A nova pesquisa AtlasIntel/Bloomberg divulgada nesta quarta-feira (25) mostra avanço de Flávio Bolsonaro (PL) e recuo de Luiz Inácio Lula da Silva (PT) nos principais cenários testados para 2026. Os números indicam empate técnico no segundo turno e redução consistente da vantagem que o presidente registrava no início do ano.
No primeiro turno, Flávio passou de 35% em janeiro para 37,9% agora. Lula recuou de 48,8% para 45% no mesmo período. A diferença entre os dois, que era de 13,8 pontos percentuais, caiu para 7,1 pontos, encurtando o cenário já na largada da disputa.

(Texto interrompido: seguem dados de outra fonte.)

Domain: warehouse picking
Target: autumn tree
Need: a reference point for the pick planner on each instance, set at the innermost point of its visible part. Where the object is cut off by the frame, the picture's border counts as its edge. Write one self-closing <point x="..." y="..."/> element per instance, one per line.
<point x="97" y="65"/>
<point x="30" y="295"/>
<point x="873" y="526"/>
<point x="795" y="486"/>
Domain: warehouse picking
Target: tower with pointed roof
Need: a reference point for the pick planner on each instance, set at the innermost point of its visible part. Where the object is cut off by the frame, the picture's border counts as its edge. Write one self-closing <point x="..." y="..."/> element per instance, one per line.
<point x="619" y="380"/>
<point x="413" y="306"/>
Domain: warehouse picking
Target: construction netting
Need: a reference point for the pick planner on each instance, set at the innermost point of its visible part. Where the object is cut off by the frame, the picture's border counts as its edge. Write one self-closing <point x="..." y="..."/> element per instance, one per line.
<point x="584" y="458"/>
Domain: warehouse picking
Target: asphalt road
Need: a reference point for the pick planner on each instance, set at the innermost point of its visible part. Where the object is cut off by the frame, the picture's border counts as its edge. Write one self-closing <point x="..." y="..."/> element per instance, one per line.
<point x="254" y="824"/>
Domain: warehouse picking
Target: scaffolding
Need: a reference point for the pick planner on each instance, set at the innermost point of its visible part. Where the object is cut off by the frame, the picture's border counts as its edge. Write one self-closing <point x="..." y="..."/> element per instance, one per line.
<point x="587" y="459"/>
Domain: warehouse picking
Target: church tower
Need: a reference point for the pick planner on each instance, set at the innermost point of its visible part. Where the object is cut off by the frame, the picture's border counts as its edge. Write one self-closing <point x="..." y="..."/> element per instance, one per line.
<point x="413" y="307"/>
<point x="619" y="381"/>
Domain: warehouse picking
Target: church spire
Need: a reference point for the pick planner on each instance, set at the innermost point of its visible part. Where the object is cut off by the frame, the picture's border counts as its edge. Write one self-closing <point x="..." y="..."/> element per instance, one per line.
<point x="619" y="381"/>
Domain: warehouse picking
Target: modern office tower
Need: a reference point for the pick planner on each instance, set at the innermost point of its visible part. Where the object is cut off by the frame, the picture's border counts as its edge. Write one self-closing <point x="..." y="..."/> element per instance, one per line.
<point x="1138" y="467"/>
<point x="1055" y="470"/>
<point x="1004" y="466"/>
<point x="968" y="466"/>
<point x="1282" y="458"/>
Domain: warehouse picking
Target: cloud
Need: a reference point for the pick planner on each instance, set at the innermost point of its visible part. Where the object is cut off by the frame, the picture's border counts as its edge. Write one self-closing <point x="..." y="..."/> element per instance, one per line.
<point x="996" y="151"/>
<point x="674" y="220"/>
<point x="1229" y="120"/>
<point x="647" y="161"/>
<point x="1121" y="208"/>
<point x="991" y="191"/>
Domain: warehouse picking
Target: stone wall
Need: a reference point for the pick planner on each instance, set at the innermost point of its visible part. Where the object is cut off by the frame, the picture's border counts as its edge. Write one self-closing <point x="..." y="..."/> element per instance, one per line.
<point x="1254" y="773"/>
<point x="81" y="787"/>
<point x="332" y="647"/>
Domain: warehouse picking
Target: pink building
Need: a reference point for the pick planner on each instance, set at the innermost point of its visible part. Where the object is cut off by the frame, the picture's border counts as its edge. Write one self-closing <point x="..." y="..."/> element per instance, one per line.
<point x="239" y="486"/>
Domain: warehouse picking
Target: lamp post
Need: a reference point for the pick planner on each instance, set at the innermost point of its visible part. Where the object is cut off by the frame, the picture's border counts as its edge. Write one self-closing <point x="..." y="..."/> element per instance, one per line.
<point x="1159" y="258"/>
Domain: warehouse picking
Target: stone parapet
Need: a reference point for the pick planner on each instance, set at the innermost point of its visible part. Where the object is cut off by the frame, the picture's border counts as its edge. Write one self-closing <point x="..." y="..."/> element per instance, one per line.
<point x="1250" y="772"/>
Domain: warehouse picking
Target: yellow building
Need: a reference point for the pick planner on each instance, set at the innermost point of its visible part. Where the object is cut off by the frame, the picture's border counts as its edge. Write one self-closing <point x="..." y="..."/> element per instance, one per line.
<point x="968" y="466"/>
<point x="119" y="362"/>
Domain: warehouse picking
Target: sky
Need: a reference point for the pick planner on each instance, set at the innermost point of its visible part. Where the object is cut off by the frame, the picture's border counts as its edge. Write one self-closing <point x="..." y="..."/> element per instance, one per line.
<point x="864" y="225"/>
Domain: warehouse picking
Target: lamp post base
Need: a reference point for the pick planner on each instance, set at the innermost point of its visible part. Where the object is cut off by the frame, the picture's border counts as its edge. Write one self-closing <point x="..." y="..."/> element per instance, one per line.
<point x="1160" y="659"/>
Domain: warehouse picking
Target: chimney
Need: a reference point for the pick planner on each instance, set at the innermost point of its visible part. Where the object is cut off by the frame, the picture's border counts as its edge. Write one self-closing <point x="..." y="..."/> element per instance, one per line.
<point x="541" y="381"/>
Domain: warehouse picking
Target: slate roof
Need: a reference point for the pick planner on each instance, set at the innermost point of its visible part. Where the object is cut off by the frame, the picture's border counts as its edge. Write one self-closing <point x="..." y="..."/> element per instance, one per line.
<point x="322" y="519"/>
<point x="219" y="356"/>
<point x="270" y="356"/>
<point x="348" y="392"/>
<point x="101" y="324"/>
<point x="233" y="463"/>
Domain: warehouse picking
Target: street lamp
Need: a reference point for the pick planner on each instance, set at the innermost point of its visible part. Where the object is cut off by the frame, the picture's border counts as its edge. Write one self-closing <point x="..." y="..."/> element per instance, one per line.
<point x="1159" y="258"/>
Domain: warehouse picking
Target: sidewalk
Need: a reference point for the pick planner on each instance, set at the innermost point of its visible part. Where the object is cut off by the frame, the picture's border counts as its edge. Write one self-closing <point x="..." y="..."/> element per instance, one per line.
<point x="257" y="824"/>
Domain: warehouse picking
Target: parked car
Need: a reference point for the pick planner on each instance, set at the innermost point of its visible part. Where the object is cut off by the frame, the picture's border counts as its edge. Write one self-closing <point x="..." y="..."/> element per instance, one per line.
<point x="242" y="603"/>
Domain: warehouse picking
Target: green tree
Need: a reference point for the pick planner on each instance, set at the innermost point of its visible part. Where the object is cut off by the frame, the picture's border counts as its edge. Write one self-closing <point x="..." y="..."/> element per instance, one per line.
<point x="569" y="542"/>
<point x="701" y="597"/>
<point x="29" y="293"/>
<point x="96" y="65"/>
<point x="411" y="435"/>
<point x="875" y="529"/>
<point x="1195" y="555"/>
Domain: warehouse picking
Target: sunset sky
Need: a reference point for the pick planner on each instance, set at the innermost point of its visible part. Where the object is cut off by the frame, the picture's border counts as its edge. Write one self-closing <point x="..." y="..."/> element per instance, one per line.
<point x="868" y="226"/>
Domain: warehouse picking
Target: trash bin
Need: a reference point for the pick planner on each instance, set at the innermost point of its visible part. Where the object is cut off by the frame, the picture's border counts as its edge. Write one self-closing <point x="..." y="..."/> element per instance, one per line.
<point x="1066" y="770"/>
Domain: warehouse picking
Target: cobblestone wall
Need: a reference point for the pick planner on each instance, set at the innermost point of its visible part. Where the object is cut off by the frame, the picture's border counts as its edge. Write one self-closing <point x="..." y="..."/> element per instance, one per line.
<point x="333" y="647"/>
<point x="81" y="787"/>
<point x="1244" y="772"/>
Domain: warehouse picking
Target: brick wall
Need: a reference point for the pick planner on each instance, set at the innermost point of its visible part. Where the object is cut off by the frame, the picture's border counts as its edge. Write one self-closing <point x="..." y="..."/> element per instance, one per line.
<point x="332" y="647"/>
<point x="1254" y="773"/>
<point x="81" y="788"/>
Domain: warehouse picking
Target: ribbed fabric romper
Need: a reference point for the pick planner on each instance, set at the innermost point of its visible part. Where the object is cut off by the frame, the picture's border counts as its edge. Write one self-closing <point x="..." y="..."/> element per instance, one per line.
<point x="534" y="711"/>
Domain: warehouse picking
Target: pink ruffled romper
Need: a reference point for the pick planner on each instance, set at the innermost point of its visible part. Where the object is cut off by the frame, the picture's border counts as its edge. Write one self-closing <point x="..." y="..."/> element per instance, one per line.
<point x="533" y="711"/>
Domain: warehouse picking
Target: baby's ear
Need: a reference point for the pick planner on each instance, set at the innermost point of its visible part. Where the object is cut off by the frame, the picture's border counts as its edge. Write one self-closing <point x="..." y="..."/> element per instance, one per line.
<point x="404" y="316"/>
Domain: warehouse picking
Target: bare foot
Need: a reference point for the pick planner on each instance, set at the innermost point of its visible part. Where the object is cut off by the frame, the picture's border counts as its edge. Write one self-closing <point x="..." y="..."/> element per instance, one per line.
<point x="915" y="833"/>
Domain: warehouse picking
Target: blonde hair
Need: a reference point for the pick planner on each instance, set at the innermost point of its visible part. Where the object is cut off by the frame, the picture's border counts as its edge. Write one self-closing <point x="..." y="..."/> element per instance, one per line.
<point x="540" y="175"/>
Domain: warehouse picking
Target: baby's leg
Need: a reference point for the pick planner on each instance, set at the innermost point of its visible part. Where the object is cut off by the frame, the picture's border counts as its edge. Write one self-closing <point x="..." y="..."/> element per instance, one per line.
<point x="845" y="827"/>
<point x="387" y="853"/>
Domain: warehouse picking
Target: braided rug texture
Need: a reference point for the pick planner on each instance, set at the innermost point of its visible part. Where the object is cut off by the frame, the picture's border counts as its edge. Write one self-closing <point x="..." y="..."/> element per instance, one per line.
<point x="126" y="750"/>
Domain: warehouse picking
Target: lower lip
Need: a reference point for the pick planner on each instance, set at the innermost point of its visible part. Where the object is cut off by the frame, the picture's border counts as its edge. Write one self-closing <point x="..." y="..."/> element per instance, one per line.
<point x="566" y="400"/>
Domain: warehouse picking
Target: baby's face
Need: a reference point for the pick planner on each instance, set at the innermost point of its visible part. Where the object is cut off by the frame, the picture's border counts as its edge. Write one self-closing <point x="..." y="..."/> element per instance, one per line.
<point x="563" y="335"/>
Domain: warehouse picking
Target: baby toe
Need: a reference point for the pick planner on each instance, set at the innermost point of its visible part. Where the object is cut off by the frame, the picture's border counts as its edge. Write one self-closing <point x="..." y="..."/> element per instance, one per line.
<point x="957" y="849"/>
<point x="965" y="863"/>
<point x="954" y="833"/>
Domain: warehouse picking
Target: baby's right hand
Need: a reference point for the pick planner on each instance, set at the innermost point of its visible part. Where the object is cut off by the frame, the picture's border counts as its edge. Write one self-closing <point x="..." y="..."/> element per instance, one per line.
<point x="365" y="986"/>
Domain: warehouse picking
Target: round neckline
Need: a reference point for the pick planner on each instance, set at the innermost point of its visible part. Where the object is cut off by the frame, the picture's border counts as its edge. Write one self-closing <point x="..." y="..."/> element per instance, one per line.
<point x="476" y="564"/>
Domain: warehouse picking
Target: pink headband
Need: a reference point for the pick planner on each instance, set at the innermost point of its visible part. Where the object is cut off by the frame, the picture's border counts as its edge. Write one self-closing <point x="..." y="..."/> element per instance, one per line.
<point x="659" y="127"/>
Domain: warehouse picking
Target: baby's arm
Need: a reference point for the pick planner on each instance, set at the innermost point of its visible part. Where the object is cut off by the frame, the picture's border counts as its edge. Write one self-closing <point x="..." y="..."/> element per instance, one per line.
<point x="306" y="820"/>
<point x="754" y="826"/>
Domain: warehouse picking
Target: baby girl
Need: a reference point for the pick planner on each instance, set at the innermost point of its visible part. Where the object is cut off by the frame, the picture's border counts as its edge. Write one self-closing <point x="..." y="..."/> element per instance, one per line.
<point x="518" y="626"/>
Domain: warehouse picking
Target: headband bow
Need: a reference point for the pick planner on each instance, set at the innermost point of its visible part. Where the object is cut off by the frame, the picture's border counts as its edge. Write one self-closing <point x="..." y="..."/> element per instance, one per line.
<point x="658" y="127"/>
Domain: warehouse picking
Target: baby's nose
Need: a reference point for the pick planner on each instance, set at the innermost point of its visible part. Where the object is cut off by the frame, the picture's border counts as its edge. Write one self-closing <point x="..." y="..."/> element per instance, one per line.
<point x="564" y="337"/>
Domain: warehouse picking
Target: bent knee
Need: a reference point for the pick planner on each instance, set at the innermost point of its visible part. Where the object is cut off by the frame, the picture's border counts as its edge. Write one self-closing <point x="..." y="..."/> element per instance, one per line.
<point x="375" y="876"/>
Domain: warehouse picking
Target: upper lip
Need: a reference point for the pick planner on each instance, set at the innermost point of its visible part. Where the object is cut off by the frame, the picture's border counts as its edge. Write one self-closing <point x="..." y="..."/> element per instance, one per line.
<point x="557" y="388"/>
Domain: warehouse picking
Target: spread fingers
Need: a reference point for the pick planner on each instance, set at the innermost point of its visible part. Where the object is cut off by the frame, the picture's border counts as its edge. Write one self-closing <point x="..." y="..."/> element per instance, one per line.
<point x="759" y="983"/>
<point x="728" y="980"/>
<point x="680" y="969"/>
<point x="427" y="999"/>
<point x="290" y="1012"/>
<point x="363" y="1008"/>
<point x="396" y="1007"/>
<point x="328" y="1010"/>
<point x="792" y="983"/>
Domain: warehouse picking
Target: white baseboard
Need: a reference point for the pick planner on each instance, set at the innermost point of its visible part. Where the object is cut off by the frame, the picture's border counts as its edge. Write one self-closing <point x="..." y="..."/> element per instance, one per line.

O movimento se intensifica no segundo turno. Em janeiro, Lula aparecia com 49,2% contra 44,9% do senador. Na rodada atual, Flávio alcança 46,3%, enquanto Lula registra 46,2%. A vantagem anterior do petista desaparece e o quadro passa a ser de empate numérico dentro da margem de erro.
A variação indica crescimento de 1,4 ponto percentual de Flávio no segundo turno e queda de 3 pontos de Lula entre as duas medições. No acumulado, a diferença de 4,3 pontos pró-Lula registrada no início do ano é revertida para um cenário de equilíbrio.

O encurtamento simultâneo no primeiro e no segundo turno sugere consolidação do eleitorado bolsonarista em torno do nome do senador. O avanço ocorre mesmo antes da formalização de candidaturas, o que indica transferência orgânica do capital político do ex-presidente para o filho em cenários estimulados.
A queda de Lula nas duas simulações indica perda relativa de fôlego na comparação mensal. Como o presidente parte de um patamar mais alto, qualquer oscilação negativa reduz sua margem de segurança para enfrentar um segundo turno competitivo.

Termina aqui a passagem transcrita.